During the mid-Qing Dynasty, villages in Cheung Chau were plagued by an epidemic and constant raids from pirates. As a result, villagers decided to gather before Pak Tai and pray, and later on were instructed to set up altars and say mass to scare the evil spirits away. Afterwards, islanders built temples to show gratitude to Pak Tai's blessings, viewing him as the guardian of the village. The villagers believed that eating hot ping on bun helped to ward off disease, and that spreading powdered ping on buns in the sea calmed the ocean.

Over time, as both the epidemic and the pirates were no longer threats, the annual Cheung Chau Bun Festival became a cultural tradition. Villagers dressed up as gods to vanquish evil. The ping on bun was used to build the bun towers (three towers that stood 18 metres tall made of a huge number of buns) during the festival. Buns were to be distributed to the villagers after prayers and used to offer sacrifice to Gods and ghosts.

==Cultural influence==

More than 48,000 tourists go to Cheung Chau during the bun festival.
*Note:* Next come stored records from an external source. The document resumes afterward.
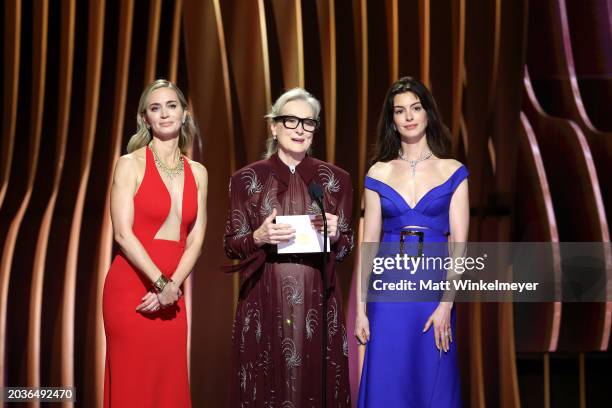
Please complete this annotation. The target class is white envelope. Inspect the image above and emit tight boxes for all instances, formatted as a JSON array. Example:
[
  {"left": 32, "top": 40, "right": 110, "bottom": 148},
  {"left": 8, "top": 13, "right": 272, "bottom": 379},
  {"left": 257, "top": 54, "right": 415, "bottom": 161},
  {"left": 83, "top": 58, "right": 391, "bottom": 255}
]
[{"left": 276, "top": 215, "right": 330, "bottom": 254}]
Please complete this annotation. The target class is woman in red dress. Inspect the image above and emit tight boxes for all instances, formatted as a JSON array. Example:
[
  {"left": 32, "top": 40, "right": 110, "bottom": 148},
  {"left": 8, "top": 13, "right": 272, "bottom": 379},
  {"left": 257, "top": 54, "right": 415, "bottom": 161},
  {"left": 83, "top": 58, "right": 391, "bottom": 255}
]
[{"left": 103, "top": 80, "right": 208, "bottom": 408}]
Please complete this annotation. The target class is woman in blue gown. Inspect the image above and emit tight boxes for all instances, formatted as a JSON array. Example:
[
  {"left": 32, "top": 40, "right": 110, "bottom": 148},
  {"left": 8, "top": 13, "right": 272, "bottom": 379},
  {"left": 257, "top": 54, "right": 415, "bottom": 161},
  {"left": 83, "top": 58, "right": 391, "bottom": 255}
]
[{"left": 355, "top": 77, "right": 469, "bottom": 408}]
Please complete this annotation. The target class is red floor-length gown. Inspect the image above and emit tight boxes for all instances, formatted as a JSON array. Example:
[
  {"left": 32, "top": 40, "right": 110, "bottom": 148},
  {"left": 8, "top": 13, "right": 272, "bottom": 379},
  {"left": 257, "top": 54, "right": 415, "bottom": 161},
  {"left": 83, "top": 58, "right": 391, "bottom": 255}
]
[{"left": 102, "top": 148, "right": 198, "bottom": 408}]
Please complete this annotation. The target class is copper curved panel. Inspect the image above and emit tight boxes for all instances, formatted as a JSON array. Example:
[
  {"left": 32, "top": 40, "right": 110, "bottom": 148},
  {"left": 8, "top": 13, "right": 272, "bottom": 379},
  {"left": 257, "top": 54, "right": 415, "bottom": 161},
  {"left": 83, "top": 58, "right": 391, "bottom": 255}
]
[
  {"left": 86, "top": 0, "right": 134, "bottom": 406},
  {"left": 334, "top": 0, "right": 367, "bottom": 194},
  {"left": 316, "top": 0, "right": 337, "bottom": 163},
  {"left": 429, "top": 0, "right": 460, "bottom": 128},
  {"left": 392, "top": 0, "right": 425, "bottom": 81},
  {"left": 528, "top": 0, "right": 612, "bottom": 230},
  {"left": 300, "top": 1, "right": 326, "bottom": 160},
  {"left": 266, "top": 0, "right": 304, "bottom": 89},
  {"left": 142, "top": 0, "right": 162, "bottom": 87},
  {"left": 419, "top": 0, "right": 431, "bottom": 88},
  {"left": 0, "top": 1, "right": 48, "bottom": 384},
  {"left": 221, "top": 0, "right": 272, "bottom": 168},
  {"left": 28, "top": 1, "right": 76, "bottom": 396},
  {"left": 168, "top": 0, "right": 183, "bottom": 82},
  {"left": 450, "top": 0, "right": 467, "bottom": 150},
  {"left": 513, "top": 114, "right": 561, "bottom": 352},
  {"left": 565, "top": 0, "right": 612, "bottom": 132},
  {"left": 523, "top": 72, "right": 607, "bottom": 350},
  {"left": 183, "top": 0, "right": 234, "bottom": 406}
]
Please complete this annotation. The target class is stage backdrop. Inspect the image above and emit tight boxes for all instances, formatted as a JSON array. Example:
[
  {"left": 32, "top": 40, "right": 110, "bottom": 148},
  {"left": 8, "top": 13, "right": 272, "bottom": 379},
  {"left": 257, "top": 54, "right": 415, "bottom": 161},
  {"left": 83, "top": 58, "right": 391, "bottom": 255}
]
[{"left": 0, "top": 0, "right": 612, "bottom": 407}]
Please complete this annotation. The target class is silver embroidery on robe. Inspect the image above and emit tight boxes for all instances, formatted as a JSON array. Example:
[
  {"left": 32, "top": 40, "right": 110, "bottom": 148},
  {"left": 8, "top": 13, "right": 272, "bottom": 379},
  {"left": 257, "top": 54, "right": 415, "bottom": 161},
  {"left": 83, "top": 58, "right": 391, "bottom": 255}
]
[
  {"left": 327, "top": 298, "right": 338, "bottom": 344},
  {"left": 282, "top": 275, "right": 304, "bottom": 307},
  {"left": 282, "top": 338, "right": 302, "bottom": 368},
  {"left": 306, "top": 309, "right": 319, "bottom": 340},
  {"left": 232, "top": 210, "right": 251, "bottom": 239},
  {"left": 259, "top": 188, "right": 280, "bottom": 217},
  {"left": 318, "top": 164, "right": 340, "bottom": 193},
  {"left": 240, "top": 169, "right": 263, "bottom": 195}
]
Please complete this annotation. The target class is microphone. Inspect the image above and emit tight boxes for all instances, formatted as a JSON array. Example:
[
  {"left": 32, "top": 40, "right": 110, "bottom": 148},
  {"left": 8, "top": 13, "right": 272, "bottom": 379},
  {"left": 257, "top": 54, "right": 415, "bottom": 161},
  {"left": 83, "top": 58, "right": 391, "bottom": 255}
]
[{"left": 308, "top": 181, "right": 325, "bottom": 209}]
The distribution of ping on buns outside the Pak Tai Temple attract a hundred people queuing from the morning. Kwok Kam Kee, a shop selling ping on buns, sold more than 10,000 buns a day while there were long queues outside the shop in the morning. Customers often have to wait up to half an hour to buy fresh ping on buns.

Kwong Koon Wan, who earned more than $10,000 by selling a variety of ping on bun-themed souvenirs, said the bun cushions and fans were popular among tourists and expected that he could earn more than $30,000 in revenue.

==Social issues ==

===Food safety===
On 24 May 2015, Yee Ma Bakery on Sun Hing Street in Cheung Chau was found to sell ping on buns that contained Red 2G, a carcinogenic food dye that prohibited for use in food production and processing. The bakery was accused of violating the Food Safety Ordinance. Mr. Wan, owner of the shop, claimed that the same food dye was used for three years and the bun packages clearly list out the name and information of the agency, and that the food dye is a legal product. However, they were ultimately ordered to dispose of hundreds of ping on buns, causing a large losses in material fees.

===Food waste===
As ping on bun is made by with fresh ingredients, it will spoil easily. During Cheung Chau Bun Festival 2015, nearly 10,000 buns spoiled.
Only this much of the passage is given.